How Big is “Too Big?”


I have heard many people talk about the importance of a republican form of government, meaning that the people who are being governed have a hand in making the laws, under which they live.  I recently watched a video on YouTube that explains some of the difficulties that this form of government faces when it reaches the scale at which the US has been for some time now.  Take a look at the video and post your thoughts on the topic.

My thoughts:

Our nation has become so large that it is very much like the analogy given in the video of a 600 pound man who dies of heart failure because he is too large.  Our nation is heading toward metaphoric heart failure because of its size.

Isn’t the cause of the decline of our society the size?  The Constitution, Article I, Section II, states that the ratio of representatives “shall not exceed one for every thirty thousand.”  Somehow, I don’t know how or why, the Congress bypassed this clause without a constitutional amendment with the Reapportionment Act of 1929, which limited the size of the House of Representatives to 435.

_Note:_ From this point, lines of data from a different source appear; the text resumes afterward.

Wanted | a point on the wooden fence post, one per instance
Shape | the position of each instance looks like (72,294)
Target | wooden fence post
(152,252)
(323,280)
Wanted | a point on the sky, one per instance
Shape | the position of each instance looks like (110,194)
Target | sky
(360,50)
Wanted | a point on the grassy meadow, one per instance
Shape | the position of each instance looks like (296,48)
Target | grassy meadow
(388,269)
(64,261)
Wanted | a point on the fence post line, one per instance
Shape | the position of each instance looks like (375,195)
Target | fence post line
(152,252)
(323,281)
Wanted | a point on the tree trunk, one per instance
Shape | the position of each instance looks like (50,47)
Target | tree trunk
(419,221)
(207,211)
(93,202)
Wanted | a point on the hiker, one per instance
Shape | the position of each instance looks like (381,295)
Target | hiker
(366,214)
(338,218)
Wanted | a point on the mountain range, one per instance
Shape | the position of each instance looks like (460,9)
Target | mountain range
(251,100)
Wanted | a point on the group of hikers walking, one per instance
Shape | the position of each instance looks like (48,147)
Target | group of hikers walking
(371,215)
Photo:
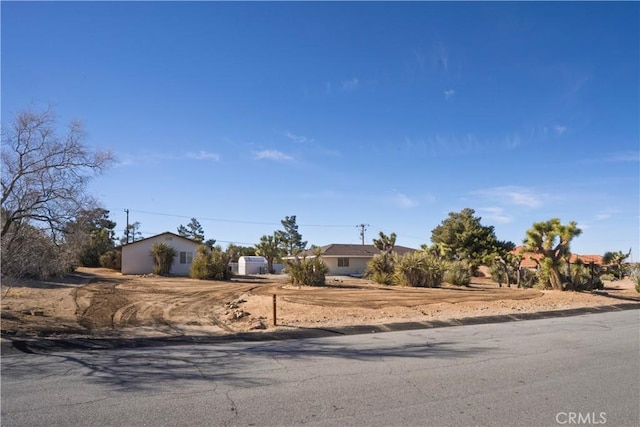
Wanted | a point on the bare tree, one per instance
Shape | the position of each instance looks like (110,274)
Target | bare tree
(44,175)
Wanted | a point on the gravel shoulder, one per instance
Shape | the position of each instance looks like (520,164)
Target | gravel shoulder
(100,303)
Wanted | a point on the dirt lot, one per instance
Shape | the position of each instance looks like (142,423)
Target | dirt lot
(103,303)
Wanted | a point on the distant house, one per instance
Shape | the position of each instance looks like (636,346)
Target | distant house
(530,259)
(252,265)
(137,259)
(350,259)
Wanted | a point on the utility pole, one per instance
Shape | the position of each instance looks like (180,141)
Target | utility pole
(363,228)
(126,230)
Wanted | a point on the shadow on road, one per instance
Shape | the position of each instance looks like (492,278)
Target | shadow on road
(156,369)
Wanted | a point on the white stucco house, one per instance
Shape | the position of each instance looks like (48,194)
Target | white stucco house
(350,259)
(252,265)
(137,259)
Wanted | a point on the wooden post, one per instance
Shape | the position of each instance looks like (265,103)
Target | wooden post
(275,323)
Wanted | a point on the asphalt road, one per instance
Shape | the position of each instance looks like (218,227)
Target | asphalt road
(582,370)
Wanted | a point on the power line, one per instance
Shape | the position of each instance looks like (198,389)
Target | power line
(232,221)
(363,228)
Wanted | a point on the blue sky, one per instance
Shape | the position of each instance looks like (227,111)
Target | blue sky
(388,114)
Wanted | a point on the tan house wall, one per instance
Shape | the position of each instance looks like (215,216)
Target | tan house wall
(137,259)
(356,266)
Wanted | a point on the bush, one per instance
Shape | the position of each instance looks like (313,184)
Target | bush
(458,274)
(307,271)
(419,269)
(528,278)
(581,277)
(163,255)
(381,269)
(112,260)
(634,273)
(28,252)
(210,264)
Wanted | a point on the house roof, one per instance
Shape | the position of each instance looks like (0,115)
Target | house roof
(161,234)
(354,251)
(529,258)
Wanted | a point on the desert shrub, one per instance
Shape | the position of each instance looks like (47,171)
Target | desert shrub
(634,274)
(419,269)
(411,269)
(528,278)
(112,260)
(29,252)
(458,274)
(210,264)
(581,277)
(307,271)
(381,269)
(163,255)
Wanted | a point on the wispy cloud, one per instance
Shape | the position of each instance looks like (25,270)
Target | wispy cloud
(272,155)
(203,155)
(440,58)
(625,156)
(512,195)
(404,201)
(298,138)
(560,129)
(350,85)
(495,214)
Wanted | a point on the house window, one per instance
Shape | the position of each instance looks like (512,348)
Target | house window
(186,257)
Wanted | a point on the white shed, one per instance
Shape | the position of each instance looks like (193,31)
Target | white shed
(137,259)
(252,265)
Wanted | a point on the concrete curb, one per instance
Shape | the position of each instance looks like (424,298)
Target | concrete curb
(12,345)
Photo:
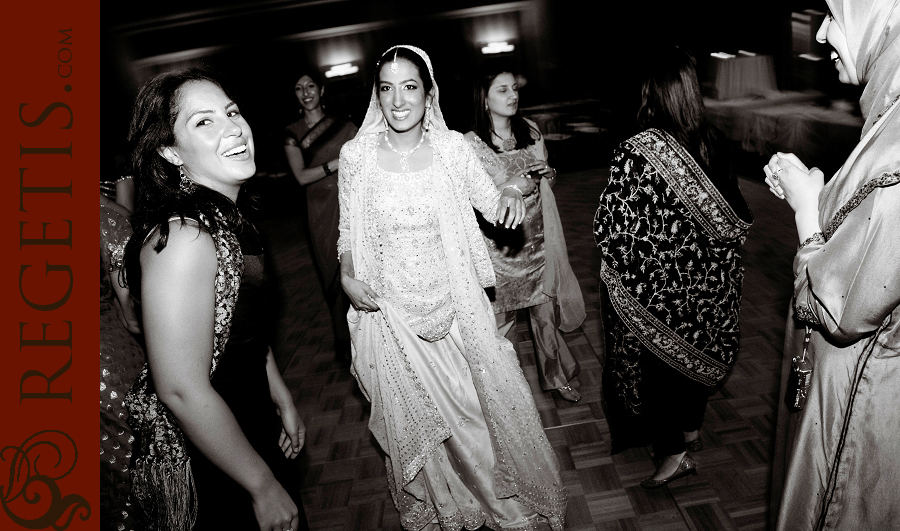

Are we truly represented in the US government when each representative in the US House, if it were divided evenly among the citizens (which it isn’t by any stretch of the imagination), would represent about 725,000 citizens?  That’s 25 times what the constitution says we should have.  To me that sounds more like an oligarchy than a republic.  Each individual’s one vote is 0.0033% of the total.  That’s about 1/300th of a percent.  How much representation do we have when our influence is that small?

So, what is the solution?

I agree with the Constitution that somewhere around 30,000 to 1 is the right ration of representatives to people, but if we kept to that ratio we would have more than 10,000 representatives.  In Utah, where I live, even if you only count registered voters, that would be 1 representative for every 30 voting precincts.  How active would you be in your local precinct if you knew that they were one of 30 people who would communicate with your US Congressman?  But then, as the video points out, the larger the governing body, the more dysfunctional the assembly.  How would a committee of over 10,000 representatives be reasonably certain that all points of view are given an equal chance to be heard?

I am a big fan of the US Constitution.  I consider the authors to be inspired, but the lack of addressing how to handle the continual growth of the nation is one of the weaknesses of the original document that has never been addressed in an amendment.  Now that we’ve grown so large that corruption is a given at almost every level of government, how do we fix the problem?